Meet our new Eco Card 🌍

Meet our new Eco Card 🌍

We’re excited to introduce the latest (and greenest) addition to our card collection. Meet our new Eco Card: a sustainable debit card that’s not only made from plants, but also plants a tree when it’s first used.

Sounds crazy? Let us explain…

We know that children and teenagers are becoming increasingly worried about the future of our planet. More than that, they’re influencing their whole family’s attitude towards the environment, too. With our young users leading the charge, we’ve introduced the first prepaid Visa debit card of its kind in the UK.


We’ve also partnered with Eden Reforestation Projects to plant a tree in celebration of the first time every Eco Card is used. Now, young people can learn the fundamentals of modern money management, with tools driven by their ideals.

“Encouraging eco-conscious purchases at a young age is key to developing a greener mindset and ensuring the future of our planet,” says Eva Orahim of Eden Reforestation Projects.

“We’re delighted to partner with gohenry and encourage children as young as six to give back to nature and make a positive impact through their money choices.”

What it’s made from

Unlike most debit and credit cards, which are made from PVC and can take up to 400 years to decompose, the gohenry Eco Card is made from a renewable material called polylactic acid (PLA). Regular plastic is made from petroleum, coal and crude oils, but PLA is derived from field corn waste. 🌽


gohenry eco card design

How to dispose of it

When you want to dispose of your Eco card, all you need to do is cut out the chip and magnetic strip, chop up the card to protect your personal details, and either put it in your food waste bin for the local council to transport it to a specialist industrial composting facilities, or in your standard rubbish bin (but don’t put it in with your recycling!).


gohenry eco card recycling

How we designed it

gohenry kids love to express themselves through their choice of card, so we knew that our Eco Card needed a standout design. Our young customers chose the exact shade of green, which represents growth and the natural world. The circular design references our ‘go’ logo and is symbolic of the Eco Card’s life cycle.


gohenry recycling

The vines you can see inside the circle are taken from our Lucie Corbasson ‘wild card’. This represents the natural core of the card which is, of course, made from plants.


We think that our Eco Card makes the ultimate statement: every gohenry kid who carries it is committed to protecting the environment.


gohenry eco debit card

Eco Card’s positive impact 

All around the world, kids are taking action to protect the future of our planet. Now aged just 16 and 14, Nottinghamshire teens Amy and Ella Meek founded Kids Against Plastic in 2016.

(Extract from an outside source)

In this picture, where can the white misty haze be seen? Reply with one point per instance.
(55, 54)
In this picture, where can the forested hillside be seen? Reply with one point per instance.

In Stockholm, Greta Thunberg started skipping school to strike for climate action: a cause that later saw millions of children from 150 countries take part in the biggest ever global climate change protest in September 2019.

“We have a whole generation of no-nonsense kids leading the charge for a more environmentally-minded approach,” says our gohenry founder, Louise Hill. “Our Eco Cards are designed to reflect this passion for the environment.”

As the Eco Card is a low-energy product to produce, and composed of 82% bio-sourced renewable material, it helps to reduce plastic pollution. Not only that, our partnership with Eden Reforestation Projects actively helps children to protect the natural world. Our new trees will be planted in Madagascar, Mozambique, Kenya, Haiti, Indonesia and Nepal, for the purpose of reforestation, agroforestry (the combination of agriculture and forestry, which increases biodiversity), and to help reduce poverty through the employment of local villagers.

“We’re all about encouraging smart choices in children and empowering Gen-Z to consider the impact of their purchases,” says Louise. “We want to give our young customers the opportunity to go greener, while still taking part in the digital economy.”